In part, the gap is due to inadequate funding for the SEC, which must turn over all the fees it currently receives to Congress, which then makes an appropriation of a portion of those fees back to the SEC. In recent years, the SEC has received an appropriation of about two/thirds of the funds it raises. That missing funding could go a long way toward more frequent investment advisor exams. Reforms legislation that the House passed in December contained a mandate to double SEC funding; that was also contained in the draft of pending Senate legislation on reforms.

FINRA–the Financial Industry Regulatory Authority–the self-regulator for brokers, is one possibility and certainly has made a play to be the regulator or RIA firms; many broker/dealers that FINRA regulates have RIA arms.
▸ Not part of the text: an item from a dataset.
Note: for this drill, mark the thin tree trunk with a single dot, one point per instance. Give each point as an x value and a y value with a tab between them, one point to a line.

But an effort to put that into an earlier version of the House legislation was defeated.

Since RIA firms with under $25 million in assets can be regulated by their state rather than register as RIAs with the SEC, one possibility is to raise that limit to $100 million for state regulation.

Fixing the retirement system

Bullard is also a proponent of fixing the retirement system, due to the “inadequacy of the 401-(k) as the sole retirement vehicle,” In a joint letter from his Fund Democracy, The Consumer Federation of America, and Consumer action, to the Department of Labor, Bullard advocates provision of “standardized Simple Annuities,” for retirement accounts; that the 401-(k) account choices, “reflect generally accepted investment theories;” and that they further, “reflect the needs of less sophisticated, low income plan participants are most susceptible to sales abuses, are at greater risk of committing planning errors, and are most vulnerable to losses that leave them unprepared for retirement.”
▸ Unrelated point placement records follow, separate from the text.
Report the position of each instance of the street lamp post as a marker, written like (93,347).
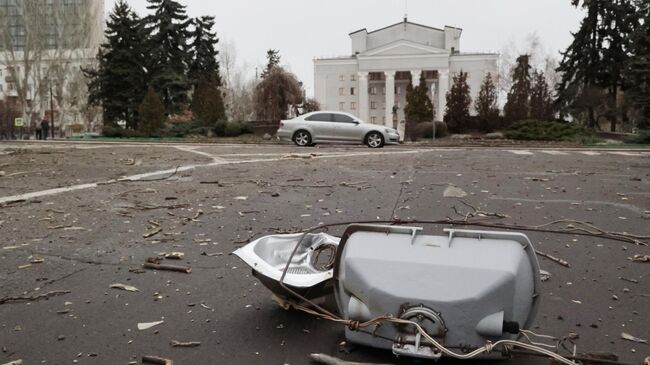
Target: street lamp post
(51,110)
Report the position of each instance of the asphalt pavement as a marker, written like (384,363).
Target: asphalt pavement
(76,218)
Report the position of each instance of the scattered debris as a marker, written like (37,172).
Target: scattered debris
(153,263)
(15,362)
(152,232)
(172,255)
(454,192)
(156,360)
(175,343)
(124,287)
(34,297)
(553,258)
(629,337)
(639,258)
(146,325)
(329,360)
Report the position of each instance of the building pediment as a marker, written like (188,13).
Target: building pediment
(403,47)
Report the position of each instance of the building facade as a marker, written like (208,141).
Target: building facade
(43,46)
(371,83)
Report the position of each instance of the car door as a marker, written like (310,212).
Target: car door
(322,126)
(347,128)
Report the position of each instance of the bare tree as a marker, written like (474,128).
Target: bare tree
(43,46)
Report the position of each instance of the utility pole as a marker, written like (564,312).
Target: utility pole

The letter cautions on the use of variable annuities to fund 401-(k)s however, saying, “Variable annuities are more frequently the subject of abusive sales practice than any other investment. They impose higher fees and provide additional benefits of questionable value. We strongly encourage the Department to require heightened scrutiny by employers and/or product providers of variable annuity investment options.”
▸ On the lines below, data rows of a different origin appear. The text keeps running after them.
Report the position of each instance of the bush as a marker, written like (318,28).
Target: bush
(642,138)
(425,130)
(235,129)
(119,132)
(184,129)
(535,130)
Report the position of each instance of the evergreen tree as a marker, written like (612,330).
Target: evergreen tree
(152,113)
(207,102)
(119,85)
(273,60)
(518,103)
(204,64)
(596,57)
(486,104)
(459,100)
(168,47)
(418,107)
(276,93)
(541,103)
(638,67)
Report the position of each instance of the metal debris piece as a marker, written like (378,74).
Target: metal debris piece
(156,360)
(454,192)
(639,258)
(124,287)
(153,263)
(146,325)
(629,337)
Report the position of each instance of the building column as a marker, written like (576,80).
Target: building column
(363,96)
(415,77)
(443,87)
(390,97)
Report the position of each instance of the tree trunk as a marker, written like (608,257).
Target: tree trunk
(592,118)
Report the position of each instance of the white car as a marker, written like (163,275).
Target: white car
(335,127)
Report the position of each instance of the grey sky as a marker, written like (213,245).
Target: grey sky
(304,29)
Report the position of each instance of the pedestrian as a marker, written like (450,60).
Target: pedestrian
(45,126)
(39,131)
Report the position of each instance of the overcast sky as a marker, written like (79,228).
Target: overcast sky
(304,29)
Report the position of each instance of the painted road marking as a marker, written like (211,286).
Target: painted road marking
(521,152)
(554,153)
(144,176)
Later, the letter notes that, “One analyst estimates that variable annuities transfer approximately $25.6 billion a year “of spendable investment returns” from vulnerable investors to the insurance industry and its sales force,” [citing Scott Burns, in the blog "Variable Annuity Watch, 2008," on the AssetBuilder-Registered Investment Adviser Web site.] To be frank, we were stunned by the Department’s request for comments on whether 404(c) regulations should “be amended to encourage use for these products…”

“If anything, the Department should take steps to discourage the rampant overuse of variable annuities.”

Instead, Bullard suggests use of low cost, low fee “lifetime income annuities,” or “fixed annuities.” He also says Congress should “prohibit employer stock or limit it to 20%” in retirement accounts, acknowledging the number of employees burned by holding high allocations to employer stock if the company runs into problems.

The Goldman Sachs saga

When asked about his opinion on the SEC’s fraud suit against Goldman Sachs, in which the firm allegedly didn’t inform the buyers of a Goldman-created synthetic mortgage backed security, that a third party–hedge fund manager John Paulson, who allegedly planned to short the same security–helped select the underlying portfolio of mortgage securities. Did Goldman Sachs have a fiduciary duty to those clients? Were they operating under suitability? Well, even under suitability, Bullard says, “indirectly, suitability requires they disclose Paulson’s role.”